The next day, after I’d pruned down the concepts and important terms really tightly, enough room had magically appeared to put quite a few of the names back. Phew. It had felt wrong not to have them there.
So now it’s pretty well done, and sent off to my editor for checking. Five minutes after emailing it, I remembered someone I’d forgotten. Half an hour later, I remembered someone else. Writing this post, I discovered a mistake in the index. Oh well. I’ll wait for it to come back to me before I make the changes. Yet another correction is bound to pop into my head when I wake up tomorrow morning….
So do I have any tips?
My tips are much the same as all of the tips I read and forgot about before I started:
- concept headers and subheaders are important. Some say you should start that list while you’re still writing the book. I wish I had.
- it’s not really about the words. The list of 4,000 words really sent me down a rabbit-hole. Pruning a list of 4000+ down to 300+ is not fun and it’s not efficient. However…

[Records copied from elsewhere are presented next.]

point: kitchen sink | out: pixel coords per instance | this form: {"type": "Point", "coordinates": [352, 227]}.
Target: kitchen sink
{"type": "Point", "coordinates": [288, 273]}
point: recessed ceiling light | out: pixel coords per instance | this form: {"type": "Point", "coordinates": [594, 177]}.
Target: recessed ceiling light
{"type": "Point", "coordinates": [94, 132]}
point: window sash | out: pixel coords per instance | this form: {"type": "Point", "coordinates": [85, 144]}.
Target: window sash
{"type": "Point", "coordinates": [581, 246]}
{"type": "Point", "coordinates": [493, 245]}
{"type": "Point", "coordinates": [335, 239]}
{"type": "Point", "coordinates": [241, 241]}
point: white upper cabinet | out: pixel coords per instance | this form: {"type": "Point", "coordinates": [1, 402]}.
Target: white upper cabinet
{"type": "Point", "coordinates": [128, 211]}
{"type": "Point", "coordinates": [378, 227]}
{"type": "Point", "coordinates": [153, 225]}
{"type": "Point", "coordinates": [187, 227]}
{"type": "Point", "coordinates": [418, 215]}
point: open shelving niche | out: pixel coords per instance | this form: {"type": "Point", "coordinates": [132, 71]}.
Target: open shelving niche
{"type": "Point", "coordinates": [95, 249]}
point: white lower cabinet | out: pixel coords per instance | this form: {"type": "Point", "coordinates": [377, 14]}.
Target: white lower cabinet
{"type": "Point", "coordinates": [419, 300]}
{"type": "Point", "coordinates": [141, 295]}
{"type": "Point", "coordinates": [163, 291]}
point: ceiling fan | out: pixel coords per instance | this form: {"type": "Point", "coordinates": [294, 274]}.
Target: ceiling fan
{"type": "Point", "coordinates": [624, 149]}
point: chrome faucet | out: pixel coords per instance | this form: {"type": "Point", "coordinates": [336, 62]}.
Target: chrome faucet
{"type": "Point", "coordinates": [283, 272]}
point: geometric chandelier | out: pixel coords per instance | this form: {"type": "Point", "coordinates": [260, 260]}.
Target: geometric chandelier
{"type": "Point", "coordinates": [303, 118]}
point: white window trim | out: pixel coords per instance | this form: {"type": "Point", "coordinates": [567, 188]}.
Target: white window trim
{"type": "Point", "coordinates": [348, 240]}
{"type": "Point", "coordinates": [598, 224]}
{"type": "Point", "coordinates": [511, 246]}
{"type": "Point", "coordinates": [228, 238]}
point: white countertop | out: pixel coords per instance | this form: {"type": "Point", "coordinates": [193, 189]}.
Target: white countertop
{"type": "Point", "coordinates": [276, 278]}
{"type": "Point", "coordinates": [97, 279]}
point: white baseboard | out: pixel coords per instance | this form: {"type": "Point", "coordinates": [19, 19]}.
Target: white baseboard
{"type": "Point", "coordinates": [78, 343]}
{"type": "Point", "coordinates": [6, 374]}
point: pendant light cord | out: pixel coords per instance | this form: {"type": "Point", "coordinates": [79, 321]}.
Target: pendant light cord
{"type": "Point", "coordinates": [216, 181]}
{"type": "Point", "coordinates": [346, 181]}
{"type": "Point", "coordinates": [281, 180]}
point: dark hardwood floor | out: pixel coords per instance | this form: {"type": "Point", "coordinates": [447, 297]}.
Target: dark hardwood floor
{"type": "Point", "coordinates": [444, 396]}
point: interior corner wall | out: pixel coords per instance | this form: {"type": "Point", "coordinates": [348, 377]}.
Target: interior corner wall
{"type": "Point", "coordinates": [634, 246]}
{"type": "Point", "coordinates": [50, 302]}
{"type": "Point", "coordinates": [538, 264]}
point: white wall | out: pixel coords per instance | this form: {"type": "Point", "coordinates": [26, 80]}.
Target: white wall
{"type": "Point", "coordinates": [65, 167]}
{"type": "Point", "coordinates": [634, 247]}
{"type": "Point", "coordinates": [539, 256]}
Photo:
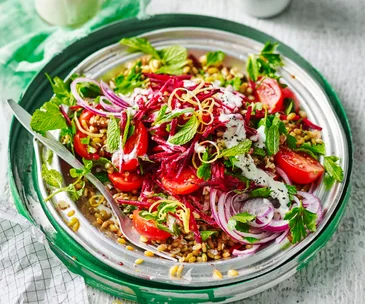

- software that generates page numbers from key words is incredibly useful. I don’t regret buying PDF Generator but I wish I’d used it differently from the start
- begin with the concepts and work from there to the key words, not the other way around
- allow a sustained block of time to attack the job because your head will be in a very strange place, and get plenty of sleep in between bouts so that your brain can generate new and exciting synergies you didn’t think of yesterday.
I’m sure there are many more but after my mammoth week of indexing my brain is fried. Please feel free to add your own thoughts below!